Ouvrons une parenthèse, Brando est époustouflant
dans ce rôle de colonel mégalomane à la
limite de la folie, mais c’est un peu simpliste de le
limiter à ces qualificatifs. Dans ce film, tout va crescendo...
Le capitaine Willard remonte le fleuve à travers la jungle
et plus il semble se rapprocher de Kurtz, plus l’horreur
de la guerre prend possession de lui et de ses compagnons. Sur
fond de ballets incessants d’hélicoptères,
et au son de Wagner et des Walkyries, Coppola nous montre l’anéantissement
d’un village pour cause de plage aux vagues parfaites.
Tout a une fin ! Le voyage de Willard s’achève
au royaume des morts, Brando, Bouddha pervers, attend dans l’ombre
comme la mygale. Willard devenu malgré lui une partie
de Kurtz, on ne sait plus où est le bien, où est
le mal. La civilisation n’existe plus, l’essence
de l’homme l’a quitté, nous sommes revenus
aux origines d’un monde étrange. Le rituel de la
mort se met en place, archaïque.
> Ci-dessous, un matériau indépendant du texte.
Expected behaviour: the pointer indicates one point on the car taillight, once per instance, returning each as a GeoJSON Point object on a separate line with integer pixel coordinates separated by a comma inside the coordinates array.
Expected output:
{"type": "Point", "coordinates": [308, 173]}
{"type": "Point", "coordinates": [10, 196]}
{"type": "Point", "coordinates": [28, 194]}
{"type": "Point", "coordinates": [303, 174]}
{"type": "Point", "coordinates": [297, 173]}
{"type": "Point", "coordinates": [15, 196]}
Vous finirez par découvrir
le noyau sombre de l’homme, celui qui s’expose dans
les cas extrêmes, celui de la voie royale de Malraux par
exemple. La guerre est une excuse qui fait le lit de l’horreur
et de la folie... Un véritable voyage en enfer, aucun
film des années 70 n’a cette puissance d’évocation.
C’est un moment de pur lyrisme aux frontières d’un
nouveau monde dont il vaudrait mieux ne pas connaitre les aboutissants.
La réussite de Coppola, c’est d’avoir transformé
un film de guerre en tragédie grecque.
La réalisation fut surréaliste. Coppola, en fin
stratège, passa un marché avec le président
Marcos pour pouvoir tourner aux Philippines. À cette
époque, Marcos menait une guerre sans merci aux rebelles
communistes, autant de similitudes, qu’elles soient climatiques
ou guerrières, avec le Viêtnam. Mais rien ne fut
simple. Les hélicoptères quittaient souvent les
lieux de tournage pour de réelles interventions militaires.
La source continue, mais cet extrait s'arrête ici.